VALENCIA. TIBA ha reivindicado el papel decisivo del dato dentro de las cadenas de suministro inteligentes y una logística cada vez más cambiante e interconectada.
La transformación digital de la logística ha dejado de ser una cuestión exclusivamente tecnológica para convertirse en un desafío estratégico que afecta a toda la cadena de suministro.
La creciente complejidad operativa, la necesidad de disponer de información en tiempo real y la irrupción de tecnologías como la inteligencia artificial están obligando a las empresas a replantear la forma en que gestionan sus operaciones, coordinan sus procesos y toman decisiones.

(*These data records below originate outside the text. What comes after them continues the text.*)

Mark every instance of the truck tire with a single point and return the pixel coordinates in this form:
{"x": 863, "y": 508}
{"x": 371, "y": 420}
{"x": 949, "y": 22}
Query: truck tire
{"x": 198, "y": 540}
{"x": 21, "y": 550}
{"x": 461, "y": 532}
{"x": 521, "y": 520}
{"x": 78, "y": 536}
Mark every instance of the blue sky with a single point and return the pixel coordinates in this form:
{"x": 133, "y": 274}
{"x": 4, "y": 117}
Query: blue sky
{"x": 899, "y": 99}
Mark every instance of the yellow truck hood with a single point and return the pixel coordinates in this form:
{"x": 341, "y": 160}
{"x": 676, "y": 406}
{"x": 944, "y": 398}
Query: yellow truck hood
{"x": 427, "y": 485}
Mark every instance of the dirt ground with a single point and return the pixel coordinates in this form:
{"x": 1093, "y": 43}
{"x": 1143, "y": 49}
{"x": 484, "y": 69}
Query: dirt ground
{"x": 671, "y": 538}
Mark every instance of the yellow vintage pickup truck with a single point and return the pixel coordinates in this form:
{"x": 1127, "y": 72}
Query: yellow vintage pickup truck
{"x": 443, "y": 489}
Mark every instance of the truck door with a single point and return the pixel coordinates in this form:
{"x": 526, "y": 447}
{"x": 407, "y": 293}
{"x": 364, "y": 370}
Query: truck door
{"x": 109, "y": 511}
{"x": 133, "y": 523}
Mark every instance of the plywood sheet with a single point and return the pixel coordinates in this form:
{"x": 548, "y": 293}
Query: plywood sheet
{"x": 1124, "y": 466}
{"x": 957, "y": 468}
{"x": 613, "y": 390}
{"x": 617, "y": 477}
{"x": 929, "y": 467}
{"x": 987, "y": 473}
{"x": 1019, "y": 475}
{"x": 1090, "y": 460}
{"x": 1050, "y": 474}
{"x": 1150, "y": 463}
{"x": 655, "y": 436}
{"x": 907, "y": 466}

Esta ha sido una de las principales conclusiones compartidas por Raúl Sanz, Iberia & Mexico Contract Logistics Manager de TIBA, durante su participación en el Smart Supply Chain Forum organizado por Generix.
“El dato en logística debe ser veraz, único y trazable. Si trabajamos con información incorrecta y la incorporamos a sistemas de inteligencia artificial, las conclusiones también serán erróneas. Antes de hablar de cantidad, debemos hablar de calidad del dato”, ha indicado Raúl Sanz.
Esta reflexión cobra especial relevancia en un momento en el que la inteligencia artificial comienza a incorporarse de forma creciente a la planificación operativa, la gestión de inventarios y la optimización de recursos.
Sin embargo, para que estas tecnologías generen valor, es imprescindible construir previamente una base sólida de información y procesos.
El encuentro ha reunido a los grandes profesionales del sector para analizar la evolución de los modelos logísticos, el papel de la automatización inteligente y el impacto de la digitalización en sus operaciones.
Durante la mesa redonda, Raúl Sanz ha puesto el foco en la necesidad de abordar la transformación logística desde una visión integral que vaya más allá de la automatización de procesos aislados.
En un entorno donde las cadenas de suministro son cada vez más globales e interdependientes, la capacidad de integrar información procedente de múltiples fuentes se está convirtiendo en un factor diferencial para la competitividad empresarial.
Asimismo, la necesidad de conectividad cobra especial relevancia en un contexto marcado por interrupciones en las cadenas de suministro, cambios regulatorios, tensiones geopolíticas y una creciente exigencia de visibilidad por parte de clientes y empresas.
Según ha señalado Sanz durante la sesión, la demanda de información seguirá aumentando en los próximos años, impulsando la necesidad de construir ecosistemas logísticos más transparentes y conectados.